The incremental cost-effectiveness of IGRAs and TSTs appears to be influenced mainly by their accuracy. Bacille Calmette-Guérin (BCG) vaccination plays a decisive role in reducing the specificity of TST. The GDG noted, however, that the impact of BCG vaccination on the specificity of TST depends on the strain of vaccine used, the age at which the vaccine is given and the number of doses administered. When BCG is given at birth, as is the case in most parts of the world, it has a variable, limited impact on TST specificity (65). Therefore, the GDG agreed that a history of BCG vaccination has a limited effect on interpretation of TST results later in life; hence, BCG vaccination should not be a determining factor in selecting a test.

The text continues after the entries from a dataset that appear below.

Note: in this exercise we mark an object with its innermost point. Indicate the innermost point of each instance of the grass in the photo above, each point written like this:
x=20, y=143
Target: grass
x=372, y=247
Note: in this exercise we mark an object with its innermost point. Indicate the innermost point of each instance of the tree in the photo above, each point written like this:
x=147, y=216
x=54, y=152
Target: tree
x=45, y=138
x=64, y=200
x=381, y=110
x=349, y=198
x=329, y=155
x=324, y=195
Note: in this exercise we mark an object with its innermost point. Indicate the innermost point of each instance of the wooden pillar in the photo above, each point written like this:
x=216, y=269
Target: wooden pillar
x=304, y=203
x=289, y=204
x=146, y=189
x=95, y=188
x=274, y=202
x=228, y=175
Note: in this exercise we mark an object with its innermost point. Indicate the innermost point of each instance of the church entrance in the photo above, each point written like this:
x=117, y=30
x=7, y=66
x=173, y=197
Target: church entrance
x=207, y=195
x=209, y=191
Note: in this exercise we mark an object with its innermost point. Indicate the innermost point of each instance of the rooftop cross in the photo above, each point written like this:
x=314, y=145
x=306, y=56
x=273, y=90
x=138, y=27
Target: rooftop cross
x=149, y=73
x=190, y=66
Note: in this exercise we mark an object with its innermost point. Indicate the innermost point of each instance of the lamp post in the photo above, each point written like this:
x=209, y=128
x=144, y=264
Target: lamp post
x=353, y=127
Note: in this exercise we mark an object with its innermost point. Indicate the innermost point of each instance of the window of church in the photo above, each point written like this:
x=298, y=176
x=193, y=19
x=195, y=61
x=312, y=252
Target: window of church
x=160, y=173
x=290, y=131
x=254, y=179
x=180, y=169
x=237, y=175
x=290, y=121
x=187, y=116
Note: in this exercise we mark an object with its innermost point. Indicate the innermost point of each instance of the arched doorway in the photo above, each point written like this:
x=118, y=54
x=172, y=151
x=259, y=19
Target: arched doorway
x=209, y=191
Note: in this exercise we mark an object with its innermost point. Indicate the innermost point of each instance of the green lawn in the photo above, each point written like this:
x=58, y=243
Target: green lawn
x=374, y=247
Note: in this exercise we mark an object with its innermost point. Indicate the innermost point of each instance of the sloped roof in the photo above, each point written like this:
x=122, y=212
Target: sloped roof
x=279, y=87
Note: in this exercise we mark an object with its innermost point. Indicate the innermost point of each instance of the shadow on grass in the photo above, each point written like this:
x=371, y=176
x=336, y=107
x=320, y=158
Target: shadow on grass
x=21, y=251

IGRA testing is more costly than TST and requires appropriate laboratory services. Operational difficulties should be considered in deciding which test to use. For example, IGRA requires a phlebotomy, which can be difficult, particularly in young children; it requires a laboratory infrastructure, technical expertise and expensive equipment; its sensitivity is reduced in children aged <2 years and those with HIV. However, only a single visit is required to do an IGRA test (although patients may have to make a second visit to receive the result). TST is less costly and can be performed in the field, but it requires a cold chain, two healthcare visits and training in intradermal injection, reading and interpretation. One other practical advantage of IGRAs over TST is that they are not susceptible to a “booster response”, which makes a two-step approach necessary in situations where the reactivity to TST has waned since infection.
Neither TST nor IGRA are to be used to diagnose active TB disease nor for diagnostic workup of adults suspected of having active TB.